Strengths and limitations
This is the first Saudi study to analyze AMR and MDR in urine samples across two distinct periods: before and during the COVID-19 pandemic. With a substantial sample size of 10,031 patient urine samples, the research provides robust evidence that is also in line with the World Health Organization’s Global Action Plan. This alignment emphasizes the importance of continual monitoring of AMR to effectively combat its spread, thus enhancing the study’s relevance and contribution to a broader comprehension of AMR trends amid a global health crisis. The insights gained from examining AMR and MDR trends, especially in the context of a pandemic, lay a solid foundation for future research and the development of targeted antibiotic stewardship and public health strategies. However, the study is not without its limitations. Its retrospective design may introduce biases linked to data availability, completeness, and potential selection biases, which could affect the reliability of the findings. The use of exclusion criteria, while essential for the integrity of the study, could limit the applicability of the results to a wider population. The fact that the research was conducted in a single tertiary hospital further narrows its generalizability to other settings or geographic areas.
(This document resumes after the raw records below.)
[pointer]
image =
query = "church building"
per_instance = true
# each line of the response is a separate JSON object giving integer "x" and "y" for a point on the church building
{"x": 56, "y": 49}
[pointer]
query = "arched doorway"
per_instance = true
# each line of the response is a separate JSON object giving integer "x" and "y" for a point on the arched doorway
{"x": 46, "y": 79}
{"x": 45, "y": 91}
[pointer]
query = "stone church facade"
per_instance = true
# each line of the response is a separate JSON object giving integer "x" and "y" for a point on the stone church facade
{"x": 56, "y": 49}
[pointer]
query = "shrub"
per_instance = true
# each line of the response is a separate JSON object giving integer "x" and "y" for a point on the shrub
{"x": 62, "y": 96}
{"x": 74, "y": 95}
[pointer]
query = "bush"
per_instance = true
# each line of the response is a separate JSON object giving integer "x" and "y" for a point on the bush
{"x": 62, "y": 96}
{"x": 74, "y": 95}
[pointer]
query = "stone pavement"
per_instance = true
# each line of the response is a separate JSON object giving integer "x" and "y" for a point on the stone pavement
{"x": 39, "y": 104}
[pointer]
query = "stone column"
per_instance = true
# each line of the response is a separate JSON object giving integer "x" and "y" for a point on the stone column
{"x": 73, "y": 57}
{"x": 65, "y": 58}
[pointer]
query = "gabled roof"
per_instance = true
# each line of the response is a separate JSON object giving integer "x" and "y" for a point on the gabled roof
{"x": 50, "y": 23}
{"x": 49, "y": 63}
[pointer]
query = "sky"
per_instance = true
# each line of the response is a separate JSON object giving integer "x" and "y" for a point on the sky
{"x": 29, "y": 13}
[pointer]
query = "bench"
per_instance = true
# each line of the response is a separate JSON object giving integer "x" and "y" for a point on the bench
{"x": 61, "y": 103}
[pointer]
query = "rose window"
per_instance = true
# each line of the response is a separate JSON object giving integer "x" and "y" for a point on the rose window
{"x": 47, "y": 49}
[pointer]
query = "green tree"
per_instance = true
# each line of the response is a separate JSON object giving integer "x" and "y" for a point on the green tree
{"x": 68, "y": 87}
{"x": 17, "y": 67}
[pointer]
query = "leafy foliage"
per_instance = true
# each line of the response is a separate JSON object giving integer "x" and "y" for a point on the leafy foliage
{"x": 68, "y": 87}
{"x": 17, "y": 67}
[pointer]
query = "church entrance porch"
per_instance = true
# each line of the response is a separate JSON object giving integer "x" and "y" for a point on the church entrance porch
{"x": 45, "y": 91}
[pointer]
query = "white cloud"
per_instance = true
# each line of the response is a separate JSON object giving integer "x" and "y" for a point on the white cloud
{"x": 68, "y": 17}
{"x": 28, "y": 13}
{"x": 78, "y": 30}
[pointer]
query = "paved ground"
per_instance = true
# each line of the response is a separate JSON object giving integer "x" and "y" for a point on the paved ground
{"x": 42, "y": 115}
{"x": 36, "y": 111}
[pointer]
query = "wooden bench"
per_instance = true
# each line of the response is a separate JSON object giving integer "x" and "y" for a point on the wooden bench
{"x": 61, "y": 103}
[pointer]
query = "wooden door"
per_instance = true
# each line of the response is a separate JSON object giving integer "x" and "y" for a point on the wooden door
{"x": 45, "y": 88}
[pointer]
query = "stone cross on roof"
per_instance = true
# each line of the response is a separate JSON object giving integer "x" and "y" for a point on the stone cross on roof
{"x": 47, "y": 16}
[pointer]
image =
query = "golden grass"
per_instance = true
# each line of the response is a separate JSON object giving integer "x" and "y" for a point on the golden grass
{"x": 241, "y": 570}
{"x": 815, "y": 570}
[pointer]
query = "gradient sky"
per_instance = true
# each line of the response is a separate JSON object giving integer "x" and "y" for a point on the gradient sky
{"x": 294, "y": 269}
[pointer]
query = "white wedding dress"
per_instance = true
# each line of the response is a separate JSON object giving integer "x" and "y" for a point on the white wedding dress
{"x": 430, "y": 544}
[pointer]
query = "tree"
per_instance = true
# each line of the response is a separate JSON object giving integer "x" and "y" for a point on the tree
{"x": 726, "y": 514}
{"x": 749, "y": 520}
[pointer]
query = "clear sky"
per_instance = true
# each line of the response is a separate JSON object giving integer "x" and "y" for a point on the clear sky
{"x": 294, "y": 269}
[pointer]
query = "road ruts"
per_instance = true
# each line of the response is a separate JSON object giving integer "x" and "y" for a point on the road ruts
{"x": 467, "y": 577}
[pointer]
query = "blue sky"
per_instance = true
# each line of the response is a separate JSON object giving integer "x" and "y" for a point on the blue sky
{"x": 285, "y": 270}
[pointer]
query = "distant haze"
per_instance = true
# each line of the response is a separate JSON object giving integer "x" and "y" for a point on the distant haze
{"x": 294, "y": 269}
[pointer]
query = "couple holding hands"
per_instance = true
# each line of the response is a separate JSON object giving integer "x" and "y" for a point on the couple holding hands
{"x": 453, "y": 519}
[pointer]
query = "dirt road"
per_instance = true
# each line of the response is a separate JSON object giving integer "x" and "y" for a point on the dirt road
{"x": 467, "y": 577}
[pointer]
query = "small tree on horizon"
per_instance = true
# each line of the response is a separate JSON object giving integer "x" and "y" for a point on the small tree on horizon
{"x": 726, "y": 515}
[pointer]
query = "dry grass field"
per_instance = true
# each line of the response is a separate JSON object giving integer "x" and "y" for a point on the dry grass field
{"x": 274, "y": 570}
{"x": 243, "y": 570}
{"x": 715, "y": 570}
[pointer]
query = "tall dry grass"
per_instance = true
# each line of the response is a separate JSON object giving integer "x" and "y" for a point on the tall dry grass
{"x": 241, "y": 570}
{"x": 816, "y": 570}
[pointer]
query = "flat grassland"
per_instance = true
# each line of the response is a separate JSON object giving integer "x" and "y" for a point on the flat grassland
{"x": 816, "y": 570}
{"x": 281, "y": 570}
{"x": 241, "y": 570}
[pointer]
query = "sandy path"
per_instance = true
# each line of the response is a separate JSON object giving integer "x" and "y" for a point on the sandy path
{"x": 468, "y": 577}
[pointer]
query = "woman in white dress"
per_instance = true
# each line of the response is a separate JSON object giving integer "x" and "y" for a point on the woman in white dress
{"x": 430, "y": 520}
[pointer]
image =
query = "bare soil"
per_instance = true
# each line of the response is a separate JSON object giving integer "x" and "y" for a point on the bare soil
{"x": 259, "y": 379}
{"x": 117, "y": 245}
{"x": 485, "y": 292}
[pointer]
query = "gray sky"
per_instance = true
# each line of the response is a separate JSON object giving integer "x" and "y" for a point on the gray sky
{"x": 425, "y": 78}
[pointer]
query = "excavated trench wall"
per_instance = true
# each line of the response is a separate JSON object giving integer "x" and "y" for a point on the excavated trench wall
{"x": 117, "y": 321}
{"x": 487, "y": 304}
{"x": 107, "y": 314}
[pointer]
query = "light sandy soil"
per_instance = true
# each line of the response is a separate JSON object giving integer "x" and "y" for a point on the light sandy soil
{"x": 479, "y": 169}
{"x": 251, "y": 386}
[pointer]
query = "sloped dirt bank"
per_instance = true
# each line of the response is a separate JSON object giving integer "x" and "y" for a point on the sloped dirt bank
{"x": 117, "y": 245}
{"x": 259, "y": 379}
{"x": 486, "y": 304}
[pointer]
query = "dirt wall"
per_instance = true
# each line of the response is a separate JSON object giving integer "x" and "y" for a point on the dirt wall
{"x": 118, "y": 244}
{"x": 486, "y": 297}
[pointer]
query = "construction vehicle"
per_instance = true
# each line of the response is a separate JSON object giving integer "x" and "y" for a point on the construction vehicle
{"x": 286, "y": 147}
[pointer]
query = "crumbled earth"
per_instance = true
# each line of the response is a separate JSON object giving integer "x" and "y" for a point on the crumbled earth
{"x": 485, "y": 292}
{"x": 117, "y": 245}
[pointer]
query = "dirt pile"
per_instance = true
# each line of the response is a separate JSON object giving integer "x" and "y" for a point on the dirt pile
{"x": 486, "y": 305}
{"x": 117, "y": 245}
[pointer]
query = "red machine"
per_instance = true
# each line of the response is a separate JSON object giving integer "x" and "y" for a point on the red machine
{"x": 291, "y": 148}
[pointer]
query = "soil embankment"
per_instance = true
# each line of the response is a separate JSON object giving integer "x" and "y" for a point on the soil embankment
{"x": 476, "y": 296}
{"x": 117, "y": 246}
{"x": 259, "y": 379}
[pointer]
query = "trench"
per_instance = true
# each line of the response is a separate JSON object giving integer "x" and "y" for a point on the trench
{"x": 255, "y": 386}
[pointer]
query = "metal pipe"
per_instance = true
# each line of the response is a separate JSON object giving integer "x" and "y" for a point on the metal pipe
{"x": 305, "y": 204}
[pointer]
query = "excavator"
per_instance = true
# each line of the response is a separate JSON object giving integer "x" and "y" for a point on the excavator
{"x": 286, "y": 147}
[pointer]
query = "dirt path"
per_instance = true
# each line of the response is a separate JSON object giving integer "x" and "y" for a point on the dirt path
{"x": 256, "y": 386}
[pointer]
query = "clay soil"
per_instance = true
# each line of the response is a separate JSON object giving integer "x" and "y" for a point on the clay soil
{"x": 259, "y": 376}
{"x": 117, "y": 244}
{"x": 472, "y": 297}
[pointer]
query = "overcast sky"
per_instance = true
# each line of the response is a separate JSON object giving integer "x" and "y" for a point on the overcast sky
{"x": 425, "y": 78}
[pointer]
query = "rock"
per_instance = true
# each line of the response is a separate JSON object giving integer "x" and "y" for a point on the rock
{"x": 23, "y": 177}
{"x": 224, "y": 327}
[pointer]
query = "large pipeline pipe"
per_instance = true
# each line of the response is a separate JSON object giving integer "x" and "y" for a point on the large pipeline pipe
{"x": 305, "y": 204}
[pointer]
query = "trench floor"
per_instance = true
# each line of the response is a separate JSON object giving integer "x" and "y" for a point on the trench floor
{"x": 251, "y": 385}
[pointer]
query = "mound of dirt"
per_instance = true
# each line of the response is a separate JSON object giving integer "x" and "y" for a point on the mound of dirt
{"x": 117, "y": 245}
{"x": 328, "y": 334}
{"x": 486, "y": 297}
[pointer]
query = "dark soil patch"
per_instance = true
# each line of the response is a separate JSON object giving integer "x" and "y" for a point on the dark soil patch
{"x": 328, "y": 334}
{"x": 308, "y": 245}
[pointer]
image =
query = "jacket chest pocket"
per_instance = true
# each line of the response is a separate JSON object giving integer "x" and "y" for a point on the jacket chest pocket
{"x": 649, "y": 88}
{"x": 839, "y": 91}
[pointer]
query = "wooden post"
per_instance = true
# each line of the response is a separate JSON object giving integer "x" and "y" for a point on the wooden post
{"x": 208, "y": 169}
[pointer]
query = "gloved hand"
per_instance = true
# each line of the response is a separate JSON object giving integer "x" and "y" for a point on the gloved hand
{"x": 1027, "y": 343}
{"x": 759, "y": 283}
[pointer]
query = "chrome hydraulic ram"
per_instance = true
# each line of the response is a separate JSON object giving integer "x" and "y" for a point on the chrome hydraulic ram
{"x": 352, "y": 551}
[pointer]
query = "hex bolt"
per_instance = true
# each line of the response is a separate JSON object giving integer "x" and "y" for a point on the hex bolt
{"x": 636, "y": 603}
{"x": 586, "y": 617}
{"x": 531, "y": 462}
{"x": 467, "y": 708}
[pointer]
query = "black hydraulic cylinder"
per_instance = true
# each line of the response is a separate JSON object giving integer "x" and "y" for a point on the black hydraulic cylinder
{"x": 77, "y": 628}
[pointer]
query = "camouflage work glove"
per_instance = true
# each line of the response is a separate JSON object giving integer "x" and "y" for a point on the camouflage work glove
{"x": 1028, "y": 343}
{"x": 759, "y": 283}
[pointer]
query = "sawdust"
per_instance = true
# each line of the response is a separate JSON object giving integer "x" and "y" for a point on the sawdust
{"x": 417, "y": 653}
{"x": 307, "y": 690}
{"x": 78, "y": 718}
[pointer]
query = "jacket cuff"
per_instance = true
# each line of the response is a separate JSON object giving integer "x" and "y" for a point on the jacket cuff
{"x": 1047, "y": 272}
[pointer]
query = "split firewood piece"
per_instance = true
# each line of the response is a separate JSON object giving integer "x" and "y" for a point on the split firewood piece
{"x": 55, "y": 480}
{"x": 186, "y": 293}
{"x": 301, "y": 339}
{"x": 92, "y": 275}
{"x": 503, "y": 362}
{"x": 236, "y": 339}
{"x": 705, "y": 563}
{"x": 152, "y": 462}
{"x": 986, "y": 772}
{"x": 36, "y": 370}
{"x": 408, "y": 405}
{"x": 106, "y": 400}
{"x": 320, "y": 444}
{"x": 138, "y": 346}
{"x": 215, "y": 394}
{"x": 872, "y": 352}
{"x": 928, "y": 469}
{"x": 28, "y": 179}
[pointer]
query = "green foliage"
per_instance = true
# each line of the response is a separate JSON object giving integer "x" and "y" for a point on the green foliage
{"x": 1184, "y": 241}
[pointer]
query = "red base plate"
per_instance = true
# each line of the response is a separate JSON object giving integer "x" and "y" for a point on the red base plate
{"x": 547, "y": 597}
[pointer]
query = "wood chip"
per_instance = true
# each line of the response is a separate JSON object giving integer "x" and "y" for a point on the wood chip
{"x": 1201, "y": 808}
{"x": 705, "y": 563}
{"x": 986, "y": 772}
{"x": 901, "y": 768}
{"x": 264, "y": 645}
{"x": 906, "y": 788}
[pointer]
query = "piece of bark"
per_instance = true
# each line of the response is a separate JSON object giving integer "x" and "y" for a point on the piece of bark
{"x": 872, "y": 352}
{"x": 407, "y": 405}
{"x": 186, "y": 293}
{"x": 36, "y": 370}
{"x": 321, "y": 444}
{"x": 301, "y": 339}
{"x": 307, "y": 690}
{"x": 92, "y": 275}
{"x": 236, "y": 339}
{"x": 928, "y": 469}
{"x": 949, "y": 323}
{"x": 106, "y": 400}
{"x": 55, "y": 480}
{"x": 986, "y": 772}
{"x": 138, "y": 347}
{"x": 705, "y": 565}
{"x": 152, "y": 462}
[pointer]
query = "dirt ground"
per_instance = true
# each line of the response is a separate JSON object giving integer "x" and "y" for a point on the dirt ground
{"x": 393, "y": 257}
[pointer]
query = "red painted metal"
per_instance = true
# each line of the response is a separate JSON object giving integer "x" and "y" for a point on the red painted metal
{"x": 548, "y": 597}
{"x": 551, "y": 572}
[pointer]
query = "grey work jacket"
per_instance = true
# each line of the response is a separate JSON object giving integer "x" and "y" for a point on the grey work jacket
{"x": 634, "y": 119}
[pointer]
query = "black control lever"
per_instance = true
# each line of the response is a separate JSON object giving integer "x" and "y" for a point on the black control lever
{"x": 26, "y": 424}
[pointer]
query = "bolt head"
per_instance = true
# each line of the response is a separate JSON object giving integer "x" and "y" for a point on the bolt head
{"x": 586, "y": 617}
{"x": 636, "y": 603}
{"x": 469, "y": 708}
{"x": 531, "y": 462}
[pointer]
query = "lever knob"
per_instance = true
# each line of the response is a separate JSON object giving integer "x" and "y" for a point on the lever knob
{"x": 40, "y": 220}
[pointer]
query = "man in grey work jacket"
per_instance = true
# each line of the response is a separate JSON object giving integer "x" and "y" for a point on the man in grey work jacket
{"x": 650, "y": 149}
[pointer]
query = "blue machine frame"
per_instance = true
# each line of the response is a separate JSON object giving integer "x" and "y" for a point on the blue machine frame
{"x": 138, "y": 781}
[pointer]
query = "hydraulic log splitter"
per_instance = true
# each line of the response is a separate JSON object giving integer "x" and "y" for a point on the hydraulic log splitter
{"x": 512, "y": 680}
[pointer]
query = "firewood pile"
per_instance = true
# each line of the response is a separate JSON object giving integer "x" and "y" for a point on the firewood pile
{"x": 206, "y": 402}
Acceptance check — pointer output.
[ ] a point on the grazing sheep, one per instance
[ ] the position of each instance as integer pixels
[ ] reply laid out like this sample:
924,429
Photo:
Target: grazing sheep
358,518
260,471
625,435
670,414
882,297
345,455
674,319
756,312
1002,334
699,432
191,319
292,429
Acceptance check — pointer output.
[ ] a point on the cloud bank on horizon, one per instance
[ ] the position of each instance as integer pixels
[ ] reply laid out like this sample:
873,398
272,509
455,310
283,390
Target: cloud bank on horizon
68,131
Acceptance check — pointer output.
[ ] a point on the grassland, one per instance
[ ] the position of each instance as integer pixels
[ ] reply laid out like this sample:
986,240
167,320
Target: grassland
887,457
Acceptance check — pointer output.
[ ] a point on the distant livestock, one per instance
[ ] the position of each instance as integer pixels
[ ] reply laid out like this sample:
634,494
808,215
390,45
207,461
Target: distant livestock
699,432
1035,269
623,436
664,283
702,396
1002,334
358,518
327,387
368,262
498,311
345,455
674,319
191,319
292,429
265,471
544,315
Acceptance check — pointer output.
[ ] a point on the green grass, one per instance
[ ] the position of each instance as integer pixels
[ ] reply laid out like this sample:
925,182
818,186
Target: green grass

Additionally, the specific temporal classification into pre-COVID-19 and during COVID-19 may not fully capture the nuanced impacts of the pandemic’s varying phases and healthcare responses. Particularly, the study’s focus on P. aeruginosa for MDR analysis, due to incomplete data on other bacteria, significantly restricts understanding of MDR across a more extensive range of pathogens. Potential confounders, such as changes in antibiotic prescribing practices and other external factors not considered in the study design, could also skew the resistance patterns and interpretations drawn from the results. These limitations highlight the need for careful consideration when extrapolating these findings to broader contexts.
Conclusions
The findings of this study highlight significant shifts in antimicrobial resistance patterns among uropathogenic bacteria during the COVID-19 pandemic. The data showed a general trend of decreasing resistance to several antibiotics among E. coli and K. pneumoniae strains during COVID-19, although there were notable exceptions such as increased resistance to cefoxitin and imipenem. Likewise, P. aeruginosa strains exhibited decreased resistance to various antibiotics during COVID-19, except for colistin, which showed an increase in resistance patterns. These findings suggest that the dynamics of antimicrobial resistance have been influenced by the pandemic, possibly due to changes in antibiotic usage, healthcare practices, or patient populations. The observed decrease in MDR among P. aeruginosa strains during COVID-19 further emphasizes the complex interplay between infectious diseases, antimicrobial treatments, and public health emergencies. Considering healthcare concerns such as pandemics, further research is needed to identify the exact mechanisms and reasons behind these changes in resistance patterns to help devise targeted antimicrobial resistance management practices.